In tales from bordertown (prologue), Scott (as both solo performer and writer) guides us through a landscape of wild adventures, vivid dreams, and an acute case of wanderlust. He sits there like a friend across the table from you in a bar, telling you stories all night long. They are the best kind of stories: funny, beautiful, dangerous, surprising...the kind where the teller gets into all sorts of entertaining trouble. These stories live in poetry, the literal and metaphorical blend over and again. He talks a lot about dreams, in particular the state upon just waking when you know you are awake, but the dream seems so tangible you are filled with uncertainty as to which world is real. In all of his stories he tries to define this, the poetry of which reality we choose to buy into. Also on this "border" between the real and the imagined, I couldn't tell you if it was well-crafted fiction or autobiographical material I was listening to—much to the credit of Scott's honest performance and detailed writing.
He begins with telling us about how when he was young he used to tell his Mom he was "going to the river"—which meant going to sit above the highway overpass to watch the traffic flowing north and south. When he sat there he felt a longing for something he couldn't name and he felt like he was there waiting for instructions from the Universe—waiting for his fate to arrive in the holy flood of headlights coursing up the road. His stories take him on many ludicrous road trips to Alaska, Texas, New York, Mexico, Chile, Peru, New Orleans, Ecuador, across great rivers both real and symbolic. He seeks out the "boarder towns" in the outlaw geographical sense as well as the bordertowns of his mind.

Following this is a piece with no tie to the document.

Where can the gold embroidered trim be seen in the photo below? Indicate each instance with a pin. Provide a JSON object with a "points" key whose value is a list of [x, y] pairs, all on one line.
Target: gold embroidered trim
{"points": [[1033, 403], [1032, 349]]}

The performance is nearly two hours, a marathon for a solo performer. And it's just him sitting across that table telling stories for almost the entire time. But the stories are so wonderful and Scott has so much charisma that it doesn't feel that long. Even for a late show at the end of a bad day, with some painful seating at the theater, my attention wandered only once. And near the end when it did my mind flickered to the bridge I used to escape to as a kid. I'd sit and listen to the water lap in the sunset and fill up on all the dreams I had and yearn with all my might for what my life might bring. The show sent me, for an instant, to my very own river. But it was over in a flash and I was back with Scott, on the edge of my seat, hanging on every nuance of his crazy stories and engaging performance.
These days when I need to go to the river, I go to the theater. It allows me to refuel, to touch base with dreams, and most definitely, to get lost. Eric Dean Scott's tales from bordertown (prologue) carried me away beautifully with his first rate story-telling and elegant performance. Accept the invitation, go along for the ride.